The singer-songwriter on the raw power and independent spirit of post-hardcore trailblazers Fugazi
When I was about 16 a dear friend lent me a couple of Fugazi CDs. In On The Kill Taker and Red Medicine were post hardcore masterpieces of discordant rawness that had been out for four or five years already. I didn’t really get it… well, not on the first attempt. A couple of months later I got a present from Mum and Dad: a new Fugazi release on vinyl.
It was the soundtrack for a movie about Fugazi called Instrument, by filmmaker Gem Cohen, a collection of demos and unreleased home recordings that they had from over the years.
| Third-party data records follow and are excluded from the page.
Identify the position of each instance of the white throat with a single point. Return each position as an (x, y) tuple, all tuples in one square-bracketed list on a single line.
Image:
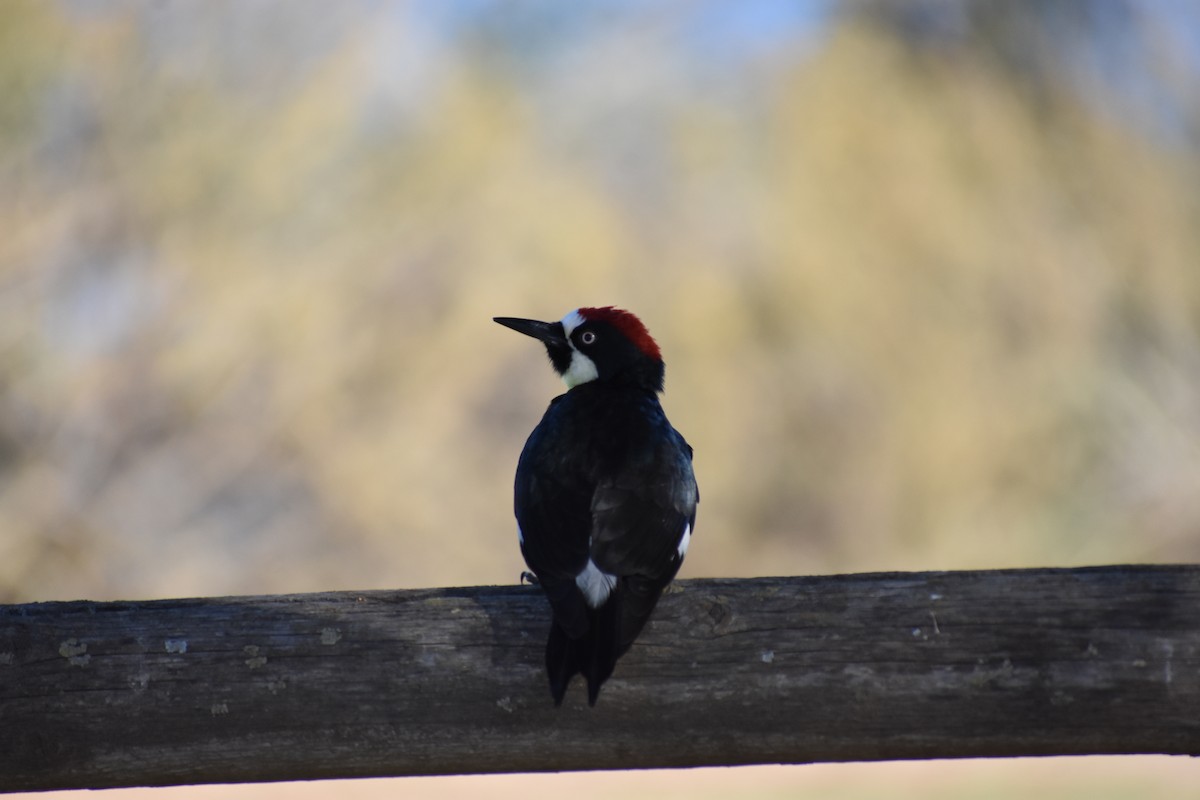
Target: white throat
[(582, 368)]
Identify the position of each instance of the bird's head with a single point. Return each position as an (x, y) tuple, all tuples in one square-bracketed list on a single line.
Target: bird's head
[(606, 344)]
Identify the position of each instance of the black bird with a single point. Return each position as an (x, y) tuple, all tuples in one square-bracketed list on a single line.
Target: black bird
[(605, 493)]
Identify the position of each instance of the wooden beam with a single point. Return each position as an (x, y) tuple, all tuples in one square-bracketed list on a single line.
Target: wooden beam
[(858, 667)]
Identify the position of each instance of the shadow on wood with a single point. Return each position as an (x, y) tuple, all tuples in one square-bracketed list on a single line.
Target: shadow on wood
[(861, 667)]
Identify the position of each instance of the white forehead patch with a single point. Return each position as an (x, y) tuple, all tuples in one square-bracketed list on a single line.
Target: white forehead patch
[(582, 368), (594, 584), (571, 322)]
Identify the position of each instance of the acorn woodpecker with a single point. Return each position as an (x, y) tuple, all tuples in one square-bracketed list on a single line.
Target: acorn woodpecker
[(605, 493)]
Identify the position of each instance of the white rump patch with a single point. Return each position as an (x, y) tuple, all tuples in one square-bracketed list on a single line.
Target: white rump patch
[(684, 541), (594, 584), (582, 368)]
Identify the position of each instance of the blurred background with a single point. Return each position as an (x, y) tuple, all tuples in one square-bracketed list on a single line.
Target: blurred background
[(927, 276)]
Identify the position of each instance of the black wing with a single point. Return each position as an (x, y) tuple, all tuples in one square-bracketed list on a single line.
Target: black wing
[(640, 518)]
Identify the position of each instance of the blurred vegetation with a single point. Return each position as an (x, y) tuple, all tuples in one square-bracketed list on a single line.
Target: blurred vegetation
[(928, 288)]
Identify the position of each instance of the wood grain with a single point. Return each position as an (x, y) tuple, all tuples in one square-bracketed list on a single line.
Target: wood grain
[(857, 667)]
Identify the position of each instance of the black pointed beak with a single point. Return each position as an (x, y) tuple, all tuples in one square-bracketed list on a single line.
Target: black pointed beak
[(550, 332)]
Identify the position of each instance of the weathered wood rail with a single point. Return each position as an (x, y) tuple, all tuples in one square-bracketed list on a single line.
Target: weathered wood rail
[(858, 667)]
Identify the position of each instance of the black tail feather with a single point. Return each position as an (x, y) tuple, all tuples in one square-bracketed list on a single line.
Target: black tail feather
[(593, 654)]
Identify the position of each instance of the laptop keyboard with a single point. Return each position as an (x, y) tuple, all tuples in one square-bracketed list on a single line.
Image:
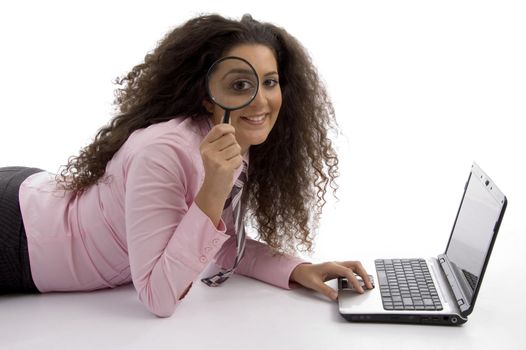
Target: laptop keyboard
[(406, 284)]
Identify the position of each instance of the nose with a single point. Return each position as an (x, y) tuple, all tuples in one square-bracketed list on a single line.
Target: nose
[(260, 99)]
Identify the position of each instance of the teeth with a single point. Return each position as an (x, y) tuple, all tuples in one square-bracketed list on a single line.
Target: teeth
[(256, 118)]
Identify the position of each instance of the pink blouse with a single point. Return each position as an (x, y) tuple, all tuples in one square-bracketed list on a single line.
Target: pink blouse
[(139, 224)]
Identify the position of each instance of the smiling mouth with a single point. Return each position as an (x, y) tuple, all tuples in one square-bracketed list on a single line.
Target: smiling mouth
[(255, 119)]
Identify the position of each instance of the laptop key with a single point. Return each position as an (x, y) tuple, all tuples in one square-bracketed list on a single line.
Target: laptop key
[(407, 285)]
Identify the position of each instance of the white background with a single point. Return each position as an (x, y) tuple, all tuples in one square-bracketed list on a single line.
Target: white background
[(421, 90)]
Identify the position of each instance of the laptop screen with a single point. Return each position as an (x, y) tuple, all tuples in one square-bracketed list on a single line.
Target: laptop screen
[(475, 229)]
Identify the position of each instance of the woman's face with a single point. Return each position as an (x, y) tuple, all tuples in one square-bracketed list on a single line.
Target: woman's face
[(254, 122)]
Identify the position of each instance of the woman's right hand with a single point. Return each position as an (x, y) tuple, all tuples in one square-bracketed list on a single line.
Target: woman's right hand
[(221, 155)]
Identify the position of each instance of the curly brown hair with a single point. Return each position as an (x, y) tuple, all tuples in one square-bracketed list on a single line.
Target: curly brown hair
[(289, 173)]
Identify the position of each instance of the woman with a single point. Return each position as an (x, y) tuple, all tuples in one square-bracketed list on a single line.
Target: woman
[(149, 200)]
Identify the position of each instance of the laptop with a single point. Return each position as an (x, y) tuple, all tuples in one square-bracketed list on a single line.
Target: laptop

It got under my skin immediately. It’s rich with the atmosphere and honesty that you can only get from those unselfconscious demos. I think I related to that aspect the most as I was just discovering recording my own demos and spending nights up late ‘buzzing’ myself out with noise, feedback and pedals. I managed to find the movie on DVD, a collage-like documentary with amazing live footage of the band playing highly charged (low door charge) shows with no fancy stage lighting or rock star clichés. From that record/movie I fell in love with the band, their songs, their ethos, and their uncompromisingly independent approach to making music.
My band Betchadupa and I went on to devour the rest of their back catalogue in reverse order and for a while ONLY listened to Fugazi. In 2001 they released their last album The Argument before going on indefinite hiatus. We listened to it religiously and it inspired me to make challenging and visceral music. The Argument is a lot less punkyand abrasive than their earlier records; their amazing guitar interplay and awesome double drumming blew our minds. For some, hearing the name Fugazi lights up the eyes and ignites the flames inside… I am one of those people. Sadly I never got to see them live.